# Out of State Hunter for Turkey



## runway1 (Jan 6, 2016)

Hi, I'm coming from southern CA. The guide says I can hunt spring Turkey starting May 2 as a general season hunt. When I look at the website, I see fall only for general season except the CWMU hunts, which I don't yet understand

http://wildlife.utah.gov/maps/public/details_term.php?feature_item=15

Anyhow, can a socal hunter hunt spring turkey? Thanks very much for the help!


----------



## Clarq (Jul 21, 2011)

The link you've provided is for limited entry hunts. The general season is held statewide.

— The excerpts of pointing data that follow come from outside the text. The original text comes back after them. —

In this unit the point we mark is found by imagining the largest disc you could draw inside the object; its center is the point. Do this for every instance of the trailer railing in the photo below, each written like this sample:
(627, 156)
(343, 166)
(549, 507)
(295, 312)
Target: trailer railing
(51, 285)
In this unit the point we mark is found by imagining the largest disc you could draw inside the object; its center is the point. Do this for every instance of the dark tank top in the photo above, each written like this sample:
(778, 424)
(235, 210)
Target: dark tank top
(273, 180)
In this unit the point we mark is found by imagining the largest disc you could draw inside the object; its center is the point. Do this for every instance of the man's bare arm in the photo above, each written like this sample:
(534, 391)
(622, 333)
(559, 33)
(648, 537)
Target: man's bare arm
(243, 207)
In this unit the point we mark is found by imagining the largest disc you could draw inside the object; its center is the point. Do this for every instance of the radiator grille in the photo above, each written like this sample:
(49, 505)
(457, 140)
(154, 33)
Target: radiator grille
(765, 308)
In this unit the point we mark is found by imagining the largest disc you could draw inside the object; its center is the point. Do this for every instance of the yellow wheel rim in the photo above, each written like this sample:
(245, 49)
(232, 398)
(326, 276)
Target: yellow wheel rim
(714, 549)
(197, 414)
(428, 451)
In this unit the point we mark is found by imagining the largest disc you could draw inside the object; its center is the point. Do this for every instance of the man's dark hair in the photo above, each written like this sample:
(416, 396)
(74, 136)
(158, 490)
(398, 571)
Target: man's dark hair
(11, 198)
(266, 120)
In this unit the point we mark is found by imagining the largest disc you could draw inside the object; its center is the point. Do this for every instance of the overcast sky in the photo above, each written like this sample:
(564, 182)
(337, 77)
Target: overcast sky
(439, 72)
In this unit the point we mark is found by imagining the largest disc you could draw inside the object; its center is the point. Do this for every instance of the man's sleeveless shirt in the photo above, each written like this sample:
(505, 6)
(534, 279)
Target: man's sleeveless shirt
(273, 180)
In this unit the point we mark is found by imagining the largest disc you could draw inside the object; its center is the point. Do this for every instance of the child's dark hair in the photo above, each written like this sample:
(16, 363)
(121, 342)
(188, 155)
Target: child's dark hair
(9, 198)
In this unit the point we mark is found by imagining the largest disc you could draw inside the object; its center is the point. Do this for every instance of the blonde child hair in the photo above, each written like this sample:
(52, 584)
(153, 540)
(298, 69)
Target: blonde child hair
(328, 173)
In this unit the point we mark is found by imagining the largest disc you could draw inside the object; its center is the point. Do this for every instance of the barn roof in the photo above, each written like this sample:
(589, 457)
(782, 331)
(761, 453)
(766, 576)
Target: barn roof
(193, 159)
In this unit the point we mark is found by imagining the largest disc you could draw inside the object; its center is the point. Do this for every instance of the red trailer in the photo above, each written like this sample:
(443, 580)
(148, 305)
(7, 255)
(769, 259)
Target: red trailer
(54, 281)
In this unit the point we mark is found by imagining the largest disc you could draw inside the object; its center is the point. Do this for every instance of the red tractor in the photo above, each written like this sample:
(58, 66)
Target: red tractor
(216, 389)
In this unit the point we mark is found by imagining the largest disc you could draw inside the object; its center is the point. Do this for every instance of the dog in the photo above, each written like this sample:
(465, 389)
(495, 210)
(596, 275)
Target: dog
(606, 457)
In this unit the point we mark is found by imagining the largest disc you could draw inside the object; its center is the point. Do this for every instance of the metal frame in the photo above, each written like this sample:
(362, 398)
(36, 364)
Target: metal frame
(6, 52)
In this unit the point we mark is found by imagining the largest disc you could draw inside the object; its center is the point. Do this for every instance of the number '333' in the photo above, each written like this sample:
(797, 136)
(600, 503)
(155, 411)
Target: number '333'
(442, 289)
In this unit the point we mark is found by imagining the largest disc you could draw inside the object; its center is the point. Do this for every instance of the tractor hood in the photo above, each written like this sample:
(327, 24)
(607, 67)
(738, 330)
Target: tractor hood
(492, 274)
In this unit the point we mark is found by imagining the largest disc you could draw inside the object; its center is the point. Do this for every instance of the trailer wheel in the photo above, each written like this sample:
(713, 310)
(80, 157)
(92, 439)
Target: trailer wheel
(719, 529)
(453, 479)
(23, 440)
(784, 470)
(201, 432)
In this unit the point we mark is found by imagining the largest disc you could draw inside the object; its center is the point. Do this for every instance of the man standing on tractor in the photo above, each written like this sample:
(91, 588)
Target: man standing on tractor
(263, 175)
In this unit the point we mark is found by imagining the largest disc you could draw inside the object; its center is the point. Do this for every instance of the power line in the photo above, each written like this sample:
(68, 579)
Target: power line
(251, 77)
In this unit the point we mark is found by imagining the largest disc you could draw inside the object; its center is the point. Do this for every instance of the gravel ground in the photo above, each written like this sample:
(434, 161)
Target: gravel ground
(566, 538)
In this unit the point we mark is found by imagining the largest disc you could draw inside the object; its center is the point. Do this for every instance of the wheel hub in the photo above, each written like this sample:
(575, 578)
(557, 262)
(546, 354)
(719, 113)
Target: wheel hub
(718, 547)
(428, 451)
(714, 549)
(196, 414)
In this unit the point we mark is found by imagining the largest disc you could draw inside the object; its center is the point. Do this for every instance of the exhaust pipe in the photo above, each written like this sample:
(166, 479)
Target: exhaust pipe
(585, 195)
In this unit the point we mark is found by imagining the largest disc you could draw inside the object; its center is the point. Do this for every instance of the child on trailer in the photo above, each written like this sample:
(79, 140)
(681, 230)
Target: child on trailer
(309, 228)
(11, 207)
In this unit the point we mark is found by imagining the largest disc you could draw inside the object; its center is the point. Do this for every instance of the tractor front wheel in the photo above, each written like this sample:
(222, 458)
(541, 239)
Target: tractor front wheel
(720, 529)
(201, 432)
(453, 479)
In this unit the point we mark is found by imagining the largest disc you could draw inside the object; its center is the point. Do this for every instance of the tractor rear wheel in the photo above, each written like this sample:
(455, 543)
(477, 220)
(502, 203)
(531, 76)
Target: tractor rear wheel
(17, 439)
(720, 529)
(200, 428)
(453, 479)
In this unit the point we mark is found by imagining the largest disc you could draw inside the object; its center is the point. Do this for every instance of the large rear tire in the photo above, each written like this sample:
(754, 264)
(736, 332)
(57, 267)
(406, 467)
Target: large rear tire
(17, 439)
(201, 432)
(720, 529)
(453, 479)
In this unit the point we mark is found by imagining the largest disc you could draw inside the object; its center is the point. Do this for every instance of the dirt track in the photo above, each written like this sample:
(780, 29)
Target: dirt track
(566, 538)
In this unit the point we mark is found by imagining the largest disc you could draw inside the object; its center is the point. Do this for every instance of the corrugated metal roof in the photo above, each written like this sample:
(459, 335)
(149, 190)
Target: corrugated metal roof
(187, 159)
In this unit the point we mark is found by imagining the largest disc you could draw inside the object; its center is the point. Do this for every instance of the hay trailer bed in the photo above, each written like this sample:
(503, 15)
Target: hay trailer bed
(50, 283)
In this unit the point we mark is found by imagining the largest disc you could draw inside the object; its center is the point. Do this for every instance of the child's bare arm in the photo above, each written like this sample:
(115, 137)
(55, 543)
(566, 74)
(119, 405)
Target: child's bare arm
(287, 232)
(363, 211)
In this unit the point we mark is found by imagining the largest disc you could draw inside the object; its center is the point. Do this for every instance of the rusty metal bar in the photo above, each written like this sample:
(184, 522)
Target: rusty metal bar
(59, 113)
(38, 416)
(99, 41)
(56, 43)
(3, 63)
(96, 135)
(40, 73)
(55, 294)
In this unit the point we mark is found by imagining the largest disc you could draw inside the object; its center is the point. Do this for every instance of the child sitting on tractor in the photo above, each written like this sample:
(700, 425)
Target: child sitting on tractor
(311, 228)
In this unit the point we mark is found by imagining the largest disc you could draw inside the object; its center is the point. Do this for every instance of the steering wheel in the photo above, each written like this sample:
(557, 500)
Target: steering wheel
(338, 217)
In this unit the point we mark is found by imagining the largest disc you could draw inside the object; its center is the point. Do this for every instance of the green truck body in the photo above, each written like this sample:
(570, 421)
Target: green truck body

Refer to the hunt guidebook for information on general season hunts, starting on page 16. General season permits go on sale February 18.

http://wildlife.utah.gov/hunting-in-utah/hunting-information/upland-game/51-rules/guidebooks/1669-2015-16-utah-upland-game-and-turkey-guidebook.html


----------



## runway1 (Jan 6, 2016)

Thanks! I have the book. That's what I thought. Website just started to confuse me because if you start at this point:
http://wildlife.utah.gov/hunting-in-utah/hunting-information/upland-game.html

...and click "Turkey hunting maps and boundary descriptions"...you get there.

I was looking for a map that showed where I can hunt around the southern area, east of Cedar City in Dixie NF. I have the NF folded maps - very handy. On those, I see lots of OHV areas and I don't want to do something wrong...or stupid. Just want to get my turkeys in a row before the trip.


----------



## BPturkeys (Sep 13, 2007)

what's a OHV area?? 
and how does it pertain to turkey hunting?


----------



## Critter (Mar 20, 2010)

BPturkeys said:


> what's a OHV area??
> and how does it pertain to turkey hunting?


Off Highway Vehicle.

If you want to road hunt turkey a area like this could come in handy.

I doubt that you would see any turkeys in a OHV area other than the human kind but who knows?


----------



## runway1 (Jan 6, 2016)

My point was that I wanted to be AWAY from OHV areas. Can't shoot near them and certainly too noisy.

Birds don't like that and I don't want any of us to disturb the other's activity.


----------



## Critter (Mar 20, 2010)

That's where your boots come in. 

There are very few areas where you are really going to be able to get very far away from a road or OHV area. Take a map of any area and pick a spot and then take a compass and draw a 1/2 mile circle around it and odd are you will have a road within that 1/2 mile. 

All of the 3 turkeys that I have shot have been within 1/4 mile of a road if that helps any if that helps any.


----------



## BPturkeys (Sep 13, 2007)

The largest concentration of turkeys is in the Sounthern part of Utah. All the mountains (with the exceptions of the dry desert mountains) hold turkeys. No real need to drive any farther North than Parowan(check your map) for the best turkey hunting in Utah. Pick a national forest and go for it. Plenty of turkeys.


----------



## runway1 (Jan 6, 2016)

Thanks all. I appreciate the inputs!


----------